Il Municipio XIII, nell'area Aurelia, si muove su livelli intermedi. La composizione dei quartieri è cruciale. Le zone più strutturate e semicentrali registrano una partecipazione migliore. Quelle più periferiche mostrano valori meno brillanti. L'analisi dei dati evidenzia queste differenze.
Il Municipio XIV, che include Monte Mario e Primavalle, è particolarmente interessante. Unisce quartieri popolari, aree residenziali e zone esterne. Il risultato è un municipio molto eterogeneo. Si alternano sezioni con buona partecipazione e altre decisamente più deboli. La varietà sociale si riflette nel voto.
Il Municipio XV, con Cassia e Flaminia, tende a tenere meglio. Le aree più benestanti del quadrante nord mostrano una partecipazione elevata. L'affluenza è generalmente più alta rispetto a molte zone della periferia est o del litorale. Questo conferma il peso della geografia sociale della città.
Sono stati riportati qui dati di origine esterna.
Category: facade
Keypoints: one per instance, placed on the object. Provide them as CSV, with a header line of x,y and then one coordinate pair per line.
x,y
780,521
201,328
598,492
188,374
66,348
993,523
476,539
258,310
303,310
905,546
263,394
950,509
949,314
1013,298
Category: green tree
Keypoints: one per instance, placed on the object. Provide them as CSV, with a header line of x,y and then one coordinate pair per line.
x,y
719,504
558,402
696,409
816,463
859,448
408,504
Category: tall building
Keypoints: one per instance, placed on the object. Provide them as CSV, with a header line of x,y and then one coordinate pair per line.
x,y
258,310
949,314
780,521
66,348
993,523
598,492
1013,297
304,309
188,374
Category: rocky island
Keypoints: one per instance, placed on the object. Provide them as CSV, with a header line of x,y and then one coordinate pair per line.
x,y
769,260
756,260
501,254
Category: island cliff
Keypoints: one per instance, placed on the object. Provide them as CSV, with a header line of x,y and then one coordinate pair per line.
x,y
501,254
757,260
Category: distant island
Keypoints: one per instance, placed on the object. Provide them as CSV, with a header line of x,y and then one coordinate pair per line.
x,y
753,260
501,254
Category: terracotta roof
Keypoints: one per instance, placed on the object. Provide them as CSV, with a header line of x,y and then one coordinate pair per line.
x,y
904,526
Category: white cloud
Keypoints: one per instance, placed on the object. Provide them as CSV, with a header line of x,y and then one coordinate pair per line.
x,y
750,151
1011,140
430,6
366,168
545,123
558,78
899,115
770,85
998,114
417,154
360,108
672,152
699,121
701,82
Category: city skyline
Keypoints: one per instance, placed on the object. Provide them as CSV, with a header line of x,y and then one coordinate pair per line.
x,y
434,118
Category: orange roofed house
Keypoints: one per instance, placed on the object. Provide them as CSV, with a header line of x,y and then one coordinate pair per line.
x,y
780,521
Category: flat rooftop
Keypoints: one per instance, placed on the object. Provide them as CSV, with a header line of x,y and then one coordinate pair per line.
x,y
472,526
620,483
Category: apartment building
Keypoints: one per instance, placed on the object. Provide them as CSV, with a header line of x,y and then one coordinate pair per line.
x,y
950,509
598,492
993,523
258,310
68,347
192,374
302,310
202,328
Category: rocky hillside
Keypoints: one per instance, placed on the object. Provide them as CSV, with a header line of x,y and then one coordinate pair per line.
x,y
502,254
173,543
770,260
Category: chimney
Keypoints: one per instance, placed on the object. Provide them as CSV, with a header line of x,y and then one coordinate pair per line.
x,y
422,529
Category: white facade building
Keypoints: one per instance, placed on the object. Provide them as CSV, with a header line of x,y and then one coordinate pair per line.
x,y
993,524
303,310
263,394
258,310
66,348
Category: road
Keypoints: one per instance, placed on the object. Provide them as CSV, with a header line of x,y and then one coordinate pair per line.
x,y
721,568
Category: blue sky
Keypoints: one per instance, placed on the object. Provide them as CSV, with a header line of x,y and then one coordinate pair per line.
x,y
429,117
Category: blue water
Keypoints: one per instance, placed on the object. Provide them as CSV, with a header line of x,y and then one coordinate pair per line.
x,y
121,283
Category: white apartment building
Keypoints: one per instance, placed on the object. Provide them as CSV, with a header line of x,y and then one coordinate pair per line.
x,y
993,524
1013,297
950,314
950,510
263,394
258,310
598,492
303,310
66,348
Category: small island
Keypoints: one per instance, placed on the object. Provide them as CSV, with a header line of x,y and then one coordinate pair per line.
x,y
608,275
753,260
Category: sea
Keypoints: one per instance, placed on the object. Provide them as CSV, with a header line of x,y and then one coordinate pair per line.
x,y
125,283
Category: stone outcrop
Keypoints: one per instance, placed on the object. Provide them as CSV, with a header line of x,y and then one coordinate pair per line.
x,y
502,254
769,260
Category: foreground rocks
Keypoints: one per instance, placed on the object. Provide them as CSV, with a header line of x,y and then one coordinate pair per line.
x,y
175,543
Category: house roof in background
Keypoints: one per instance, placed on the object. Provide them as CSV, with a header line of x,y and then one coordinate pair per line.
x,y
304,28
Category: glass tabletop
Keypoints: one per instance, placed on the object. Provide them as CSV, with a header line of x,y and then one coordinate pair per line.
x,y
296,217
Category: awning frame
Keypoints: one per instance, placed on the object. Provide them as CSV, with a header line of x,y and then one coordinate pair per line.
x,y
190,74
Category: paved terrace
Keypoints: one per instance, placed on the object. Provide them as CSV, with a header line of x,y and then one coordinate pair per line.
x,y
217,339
Punte Massime e Minime di Affluenza
Il contrasto nell'affluenza referendaria a Roma è netto. Le sezioni con la partecipazione più alta superano ampiamente la media. Alcune punte sfiorano o superano l'80%. La sezione 30 ha raggiunto l'80,03%. La sezione 53 l'80,16%. La sezione 61 l'81,03%. La sezione 574 l'81,10%. La sezione 1551 l'80,27%. Questi dati provengono dall'analisi di IlFaroOnline.
Al contrario, si registrano sacche di astensione molto marcate. In alcune zone periferiche, i livelli di partecipazione sono estremamente bassi. La sezione 744 si è fermata al 26,29%. La sezione 747 al 31,06%. La sezione 751 al 34,44%. La sezione 775 al 39,79%. La sezione 860 al 26,33%. La sezione 1075 ha toccato il minimo del 15,76%. La sezione 1294 si è attestata al 24,62%. Questi dati rappresentano una realtà opposta a quella dei quartieri centrali.
Tuttavia, l'analisi mostra anche eccezioni che rendono il quadro più sfumato. Alcuni seggi periferici sorprendono per l'alta affluenza. Allo stesso tempo, non mancano sezioni centrali o semicentrali con una partecipazione meno brillante. Nonostante queste eccezioni, la tendenza generale rimane chiara. La Roma dei quartieri benestanti e delle professioni consolidate si mobilita di più. La Roma più fragile, lontana dai centri di potere e più esposta alla disillusione politica, partecipa meno. Questa analisi è stata condotta da IlFaroOnline.